La fama degli strumenti ottici di Galileo favorì la ricerca di nuove soluzioni. Negli anni Venti del Seicento furono concepiti i microscopi di tipo kepleriano, composti da lenti convesse che fornivano una visione rovesciata. Nella seconda metà del secolo rimarchevoli risultati furono ottenuti dai costruttori italiani Eustachio Divini e Giuseppe Campani, mentre in Inghilterra livelli di eccellenza furono raggiunti da Robert Hooke.
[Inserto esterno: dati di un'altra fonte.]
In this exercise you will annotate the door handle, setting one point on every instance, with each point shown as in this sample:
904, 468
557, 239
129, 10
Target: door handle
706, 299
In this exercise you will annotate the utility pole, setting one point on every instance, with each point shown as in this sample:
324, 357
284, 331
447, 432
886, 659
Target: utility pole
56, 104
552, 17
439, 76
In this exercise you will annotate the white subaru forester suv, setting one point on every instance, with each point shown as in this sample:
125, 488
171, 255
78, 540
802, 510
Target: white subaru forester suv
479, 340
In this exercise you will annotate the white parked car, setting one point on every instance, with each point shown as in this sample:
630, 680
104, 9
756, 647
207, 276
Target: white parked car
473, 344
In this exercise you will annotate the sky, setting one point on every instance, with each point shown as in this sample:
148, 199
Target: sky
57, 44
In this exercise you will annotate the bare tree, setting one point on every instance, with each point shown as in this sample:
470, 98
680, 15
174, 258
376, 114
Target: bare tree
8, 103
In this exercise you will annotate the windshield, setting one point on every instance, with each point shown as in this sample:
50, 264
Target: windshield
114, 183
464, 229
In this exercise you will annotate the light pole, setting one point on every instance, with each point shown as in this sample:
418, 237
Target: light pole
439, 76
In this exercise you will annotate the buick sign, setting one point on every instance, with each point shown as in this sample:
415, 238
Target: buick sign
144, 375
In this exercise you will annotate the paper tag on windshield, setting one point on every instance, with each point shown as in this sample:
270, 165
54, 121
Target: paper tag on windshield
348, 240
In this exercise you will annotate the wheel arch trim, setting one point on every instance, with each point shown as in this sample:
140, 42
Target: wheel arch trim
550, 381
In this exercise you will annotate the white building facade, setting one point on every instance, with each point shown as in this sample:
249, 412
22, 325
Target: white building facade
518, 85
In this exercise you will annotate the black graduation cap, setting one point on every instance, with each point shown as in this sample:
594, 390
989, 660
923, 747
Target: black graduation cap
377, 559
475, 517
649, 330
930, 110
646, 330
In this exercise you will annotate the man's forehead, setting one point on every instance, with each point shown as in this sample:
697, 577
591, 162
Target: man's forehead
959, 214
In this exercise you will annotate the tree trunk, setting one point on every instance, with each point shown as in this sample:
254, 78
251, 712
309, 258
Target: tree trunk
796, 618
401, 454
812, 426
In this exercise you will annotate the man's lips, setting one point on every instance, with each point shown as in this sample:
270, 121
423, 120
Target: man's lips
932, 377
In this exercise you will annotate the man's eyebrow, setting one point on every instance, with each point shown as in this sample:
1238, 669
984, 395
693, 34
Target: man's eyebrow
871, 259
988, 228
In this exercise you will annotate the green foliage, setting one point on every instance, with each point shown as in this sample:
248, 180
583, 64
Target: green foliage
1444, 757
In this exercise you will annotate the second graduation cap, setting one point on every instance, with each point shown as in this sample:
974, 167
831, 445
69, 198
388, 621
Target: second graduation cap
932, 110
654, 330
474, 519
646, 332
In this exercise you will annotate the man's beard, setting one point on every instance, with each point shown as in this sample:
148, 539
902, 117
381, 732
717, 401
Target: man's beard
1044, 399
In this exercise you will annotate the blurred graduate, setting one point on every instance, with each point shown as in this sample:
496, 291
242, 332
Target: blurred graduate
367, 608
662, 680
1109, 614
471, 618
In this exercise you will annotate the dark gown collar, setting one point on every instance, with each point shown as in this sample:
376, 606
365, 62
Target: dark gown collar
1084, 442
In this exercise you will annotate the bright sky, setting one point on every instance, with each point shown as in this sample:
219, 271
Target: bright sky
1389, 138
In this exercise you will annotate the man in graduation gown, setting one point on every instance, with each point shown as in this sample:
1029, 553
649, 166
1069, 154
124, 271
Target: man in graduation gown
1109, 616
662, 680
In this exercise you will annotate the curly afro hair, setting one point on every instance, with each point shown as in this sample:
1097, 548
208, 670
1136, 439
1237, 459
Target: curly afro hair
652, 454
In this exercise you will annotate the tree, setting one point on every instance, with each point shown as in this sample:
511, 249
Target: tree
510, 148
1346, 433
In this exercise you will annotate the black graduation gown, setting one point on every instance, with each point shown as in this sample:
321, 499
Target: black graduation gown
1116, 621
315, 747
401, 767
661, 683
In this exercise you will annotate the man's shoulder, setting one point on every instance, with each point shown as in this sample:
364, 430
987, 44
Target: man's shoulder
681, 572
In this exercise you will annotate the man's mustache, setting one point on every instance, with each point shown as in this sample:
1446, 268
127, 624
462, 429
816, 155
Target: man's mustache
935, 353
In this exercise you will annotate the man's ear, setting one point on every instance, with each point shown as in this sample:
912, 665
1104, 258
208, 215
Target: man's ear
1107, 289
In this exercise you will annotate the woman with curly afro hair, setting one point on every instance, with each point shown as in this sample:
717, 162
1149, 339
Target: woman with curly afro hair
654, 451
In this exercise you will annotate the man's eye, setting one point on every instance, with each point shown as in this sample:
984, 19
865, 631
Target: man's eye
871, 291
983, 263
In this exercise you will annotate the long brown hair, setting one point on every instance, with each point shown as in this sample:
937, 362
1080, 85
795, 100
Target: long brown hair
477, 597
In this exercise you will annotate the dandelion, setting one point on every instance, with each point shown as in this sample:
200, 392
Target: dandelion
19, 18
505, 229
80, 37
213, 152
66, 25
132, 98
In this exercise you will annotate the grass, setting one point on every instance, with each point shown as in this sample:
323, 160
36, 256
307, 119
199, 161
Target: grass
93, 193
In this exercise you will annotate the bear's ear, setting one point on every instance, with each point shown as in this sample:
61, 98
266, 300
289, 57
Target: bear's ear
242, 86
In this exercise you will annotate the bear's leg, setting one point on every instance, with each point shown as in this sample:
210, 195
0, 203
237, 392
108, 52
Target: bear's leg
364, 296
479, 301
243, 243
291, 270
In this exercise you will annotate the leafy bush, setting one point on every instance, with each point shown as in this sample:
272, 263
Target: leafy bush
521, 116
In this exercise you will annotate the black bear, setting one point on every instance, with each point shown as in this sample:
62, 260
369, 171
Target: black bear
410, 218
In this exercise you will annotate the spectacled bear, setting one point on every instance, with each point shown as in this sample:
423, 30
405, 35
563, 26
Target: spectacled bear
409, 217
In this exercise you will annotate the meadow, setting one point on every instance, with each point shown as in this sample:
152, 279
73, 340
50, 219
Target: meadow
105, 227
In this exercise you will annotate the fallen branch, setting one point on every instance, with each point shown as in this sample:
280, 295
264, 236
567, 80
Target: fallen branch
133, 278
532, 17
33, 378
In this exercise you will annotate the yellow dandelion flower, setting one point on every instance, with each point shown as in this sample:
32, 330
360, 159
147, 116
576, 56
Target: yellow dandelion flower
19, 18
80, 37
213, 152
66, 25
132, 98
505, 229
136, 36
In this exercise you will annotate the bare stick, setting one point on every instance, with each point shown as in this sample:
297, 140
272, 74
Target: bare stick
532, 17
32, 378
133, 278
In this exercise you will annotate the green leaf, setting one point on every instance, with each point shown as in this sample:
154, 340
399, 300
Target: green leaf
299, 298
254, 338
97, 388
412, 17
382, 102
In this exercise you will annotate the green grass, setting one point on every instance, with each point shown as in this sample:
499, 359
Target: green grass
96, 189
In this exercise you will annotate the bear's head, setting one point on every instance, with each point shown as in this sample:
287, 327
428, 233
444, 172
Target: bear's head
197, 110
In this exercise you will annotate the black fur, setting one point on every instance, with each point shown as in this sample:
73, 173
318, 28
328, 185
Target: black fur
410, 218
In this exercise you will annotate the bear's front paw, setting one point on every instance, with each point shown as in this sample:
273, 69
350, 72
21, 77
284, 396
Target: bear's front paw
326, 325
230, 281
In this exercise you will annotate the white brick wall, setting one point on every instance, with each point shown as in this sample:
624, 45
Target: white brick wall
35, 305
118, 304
Nello stesso periodo ebbe inizio una importante trattatistica dedicata alle tecniche costruttive dei microscopi, di cui La dioptrique oculaire, apparsa nel 1671, del cappuccino Cherubin d’Orleans costituisce uno splendido esempio.

Il termoscopio

Vincenzo Viviani, nella “Vita di Galileo”, afferma che il termoscopio fu messo a punto dal Pisano nel 1597. Il termoscopio è costituito da una caraffa di vetro della grandezza di un uovo con un lungo collo. Questa caraffa viene riscaldata con le mani e immersa parzialmente, in posizione rovesciata, in un recipiente pieno d'acqua. Quando veniva sottratto alla caraffa il calore delle mani, si osservava che l'acqua saliva nel collo. L'esperienza evidenziava le variazioni della densità dell'aria prodotte dalle variazioni di temperatura.

Conclusioni e considerazioni personali

La mia ricerca ha avuto come oggetto gli strumenti brevettati e utilizzati da Galileo per condurre i suoi studi. La fonte da cui ho attinto è il sito del Museo Galileo, nel quale è possibile effettuare un viaggio multimediale che offre informazioni in diverse forme (scritta, audio o video) e permette di interagire con gli oggetti conservati all’interno del museo.

La difficoltà maggiore è stata dover scegliere e classificare prima l’oggetto dello studio e poi le informazioni su di esso, data la sterminata mole di risorse all’interno del sito.

Inoltre alcuni testi erano in latino e bisognava tradurli; altri invece riguardavano scienziati posteriori a Galileo.

E’ stato importante notare come ogni scoperta o invenzione di Galileo scatenasse polemiche ma, al contempo, curiosità. E come ogni invenzione in campo tecnico si sia rivelata estremamente utile anche in epoche successive.